Specialists of several institutes of Ulan-Ude, Irkutsk and Novosibirsk have found out that biogeochemical anomalies in complex ore deposit regions were formed by microbes and trees. They perform the gold-diggers’ function in the forests that grow above ore bodies – within multiple years they draw soluble salts out of the soil and die off leaving behind the concentrate with “enormous” precious metals content.
The researchers found native gold, silver and platinum salts in the dust of decayed stumps. A ton of their ashes contains 3 kilograms of silver, nearly 200 milligrams of gold and 5 grams of platinum.
The oxidation zone of some ore bodies is placed only at a distance of a meter and a half to three meters from the ground surface, and the tree roots can reach the zone. That is why, the researchers believe, the soil contains almost as much noble elements as the ore does.
For centuries, trees and microorganisms gradually sucked them out of the depth and laid in the soil. A living substance decayed, washed out and turned into carbonic acid gas, but metals remained intact.
The researchers investigated mineralogical composition of protore and oxidized ores from the Dovatka and Mykert-Sanjeevsky deposits. It has turned out that native gold, silver and minerals, which include platinum, palladium, iridium, rhodium and ruthenium, are contained in the extinct bacteria capsules. The mineralogical composition of particles of bacterial origin turned out to be almost identical in the dust, soil and oxidized ores. Consequently, biomass of the trees, (reformed by bacteria), growing above the ore bodies’ oxidation zones is as if their natural continuation or their overground part.

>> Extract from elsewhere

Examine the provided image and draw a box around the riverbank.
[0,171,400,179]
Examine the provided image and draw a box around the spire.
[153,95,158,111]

There is peculiar division of labor among bacteria in the course of soil enrichment by precious metals. Sulfur-oxidizing bacteria leach minerals, i.e., transfer minerals from not readily soluble forms into labile forms, and iron bacteria glue them into new granules or nuggets. Trees assimilate the most readily soluble substances, which are later found in the cells of organolytic microbes feeding on dead timber. The latter also ensures normal vital functions of the first two groups.